Hmmmm...no comments eh? PDE (Pulse Detonation Engines) have potential in 2nd generation CCEs (Combined Cycle Engines) that could someday make SSTO a reality.
The exhaust exits at up to an incredible mach 5, which means that a mere 5:1 propellant to payload+structure ratio would be required to achieve the mach 24 needed for orbit. This does not take into account air resistance, but it also does not take into account the fact that the PDE is an air breather during the early part of its ascent, cutting down even further on the initial propellant weight, by reducing the amount of oxidizer that has to be carried.
Here is another link, that goes to a PDF that describes a pure-rocket PDRE, which is strictly a rocket carrying all its own oxidizer. At a minimum, it eliminates the need for heavy turbo-pumps providing 2000 psi of pressure to the combustion chamber. In addition to this, the exhaust velocity of the PDRE is also enhanced, resulting in higher Isp, and thus higher payload-fraction to orbit.
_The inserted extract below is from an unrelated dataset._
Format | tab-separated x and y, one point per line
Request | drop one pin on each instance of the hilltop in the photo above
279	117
Of course, practical application of both of these technologies is still many years away.
Nope. A pulse jet uses ordinary combustion -- the fuel is simply burned. Same with a turbo jet, or the engine in your car. A very fast, explosive-like burn but still well short of detonation. A pulse detonation engine combines the fuel and air in such as way as to create an actual detonation. I read about these in PopSci (or PopMech?) last year. Very exciting technology with the potential to revolutionize aviation. The noise is a big problem though.